Originally posted by Na Horuk I also agree that CA can really ruin photos and I try to only use primes with minimal CA.
That is another fallacy - that primes
automatically have less CA than zoom lenses do - in the 1970's there wasn't anything wrong with that assumption, back then zoom lenses were terrible. However these days there are certain cases where zoom lenses are in fact markedly superior to primes lenses at controlling optical aberrations.
From my comparison of the Sigma 8-16mm f/4.5.-5.6 ASPH Vs the DA15mm f/4 ED ASPH:
100% unsharpened crops from the Pentax K5IIs
Sure it is possible to remove chromatic aberrations, but the sharpness of the lens isn't improved by the correction - because the sensor has already captured all that the lens can resolve.

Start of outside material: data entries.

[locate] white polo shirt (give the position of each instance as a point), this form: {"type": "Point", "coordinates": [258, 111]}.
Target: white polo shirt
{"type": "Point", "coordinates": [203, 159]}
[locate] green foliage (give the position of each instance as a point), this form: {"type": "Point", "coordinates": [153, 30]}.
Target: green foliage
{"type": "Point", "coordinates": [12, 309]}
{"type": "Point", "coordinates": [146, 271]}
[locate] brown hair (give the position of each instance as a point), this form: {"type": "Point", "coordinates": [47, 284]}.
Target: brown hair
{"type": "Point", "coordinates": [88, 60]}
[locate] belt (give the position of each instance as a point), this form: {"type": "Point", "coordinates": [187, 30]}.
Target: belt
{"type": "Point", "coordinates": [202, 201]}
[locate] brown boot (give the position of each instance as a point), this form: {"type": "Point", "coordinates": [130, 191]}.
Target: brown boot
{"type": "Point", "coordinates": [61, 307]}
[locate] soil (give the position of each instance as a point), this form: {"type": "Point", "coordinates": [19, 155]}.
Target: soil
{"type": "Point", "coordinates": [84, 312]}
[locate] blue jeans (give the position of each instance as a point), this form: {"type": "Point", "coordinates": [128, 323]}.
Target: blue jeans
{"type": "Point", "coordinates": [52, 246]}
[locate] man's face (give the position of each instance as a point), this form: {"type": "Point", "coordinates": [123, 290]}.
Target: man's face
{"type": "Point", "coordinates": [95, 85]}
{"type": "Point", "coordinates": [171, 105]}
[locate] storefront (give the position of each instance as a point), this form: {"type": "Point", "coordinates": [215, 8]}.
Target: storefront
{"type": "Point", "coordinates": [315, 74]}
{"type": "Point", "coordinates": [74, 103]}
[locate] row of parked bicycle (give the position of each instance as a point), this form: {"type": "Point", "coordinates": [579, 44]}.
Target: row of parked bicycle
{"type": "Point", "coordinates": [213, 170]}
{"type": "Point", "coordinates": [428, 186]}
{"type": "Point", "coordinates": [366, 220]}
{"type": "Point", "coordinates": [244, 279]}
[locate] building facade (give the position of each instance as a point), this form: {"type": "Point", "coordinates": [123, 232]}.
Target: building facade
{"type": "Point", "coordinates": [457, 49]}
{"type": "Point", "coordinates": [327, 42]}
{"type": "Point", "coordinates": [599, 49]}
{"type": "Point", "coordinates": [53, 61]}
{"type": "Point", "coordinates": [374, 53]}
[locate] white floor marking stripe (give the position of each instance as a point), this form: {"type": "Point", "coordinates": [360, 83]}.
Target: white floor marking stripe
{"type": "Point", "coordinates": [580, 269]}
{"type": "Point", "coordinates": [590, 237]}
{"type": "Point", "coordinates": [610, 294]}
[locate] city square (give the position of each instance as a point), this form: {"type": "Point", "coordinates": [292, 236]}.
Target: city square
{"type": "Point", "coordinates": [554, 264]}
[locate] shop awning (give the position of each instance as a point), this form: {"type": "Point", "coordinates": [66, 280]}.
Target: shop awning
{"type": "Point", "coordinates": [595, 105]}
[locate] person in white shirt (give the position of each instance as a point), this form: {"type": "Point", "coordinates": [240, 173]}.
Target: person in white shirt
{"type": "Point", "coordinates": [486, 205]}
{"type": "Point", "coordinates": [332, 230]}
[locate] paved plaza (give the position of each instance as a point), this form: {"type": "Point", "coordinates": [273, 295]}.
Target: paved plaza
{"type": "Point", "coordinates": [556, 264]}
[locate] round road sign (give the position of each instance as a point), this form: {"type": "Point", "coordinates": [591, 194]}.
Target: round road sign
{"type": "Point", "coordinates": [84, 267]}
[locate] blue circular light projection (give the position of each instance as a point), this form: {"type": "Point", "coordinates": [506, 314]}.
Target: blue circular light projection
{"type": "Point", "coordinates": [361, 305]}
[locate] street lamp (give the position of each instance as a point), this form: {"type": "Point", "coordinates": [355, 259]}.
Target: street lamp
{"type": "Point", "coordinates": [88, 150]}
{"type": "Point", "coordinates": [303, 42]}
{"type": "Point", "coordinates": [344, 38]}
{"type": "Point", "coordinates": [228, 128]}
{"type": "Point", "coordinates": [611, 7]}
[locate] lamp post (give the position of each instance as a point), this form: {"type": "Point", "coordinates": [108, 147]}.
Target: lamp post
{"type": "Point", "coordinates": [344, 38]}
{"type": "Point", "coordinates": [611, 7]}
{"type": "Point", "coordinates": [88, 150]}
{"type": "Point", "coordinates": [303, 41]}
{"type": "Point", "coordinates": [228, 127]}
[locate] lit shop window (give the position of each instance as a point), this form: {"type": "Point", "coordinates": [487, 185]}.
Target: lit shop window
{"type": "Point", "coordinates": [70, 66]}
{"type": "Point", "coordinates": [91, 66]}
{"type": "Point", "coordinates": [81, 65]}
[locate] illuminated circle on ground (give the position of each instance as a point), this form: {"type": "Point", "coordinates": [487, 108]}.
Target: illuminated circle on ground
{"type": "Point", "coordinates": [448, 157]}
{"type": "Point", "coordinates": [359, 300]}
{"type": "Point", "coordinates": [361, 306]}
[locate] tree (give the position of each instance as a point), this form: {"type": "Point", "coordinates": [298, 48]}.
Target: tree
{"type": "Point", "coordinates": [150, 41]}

100% unsharpened crops from the Pentax K5IIs - the crop from the Pentax DA15mm has been sharpened and lens corrections have been applied.The crop from the Sigma 8-16mm lens has been untouched.
In fact I think that resolution from lenses is inhibited to an extent by software lens corrections - because the channels have to be resized and interpolated to correct the optical aberrations in the first place - and that interpolation can affect image quality.
The sigma 8-16mm lens has 15 elements in 11 groups, the Pentax DA15mm f/4 ED ASPH has 8 Elements in 6 groups. The sigma lens has almost double the amount of elements in it, when technically the DA15 should be better corrected due to being a single focal length lens and the use of ED glass and aspheric lenses.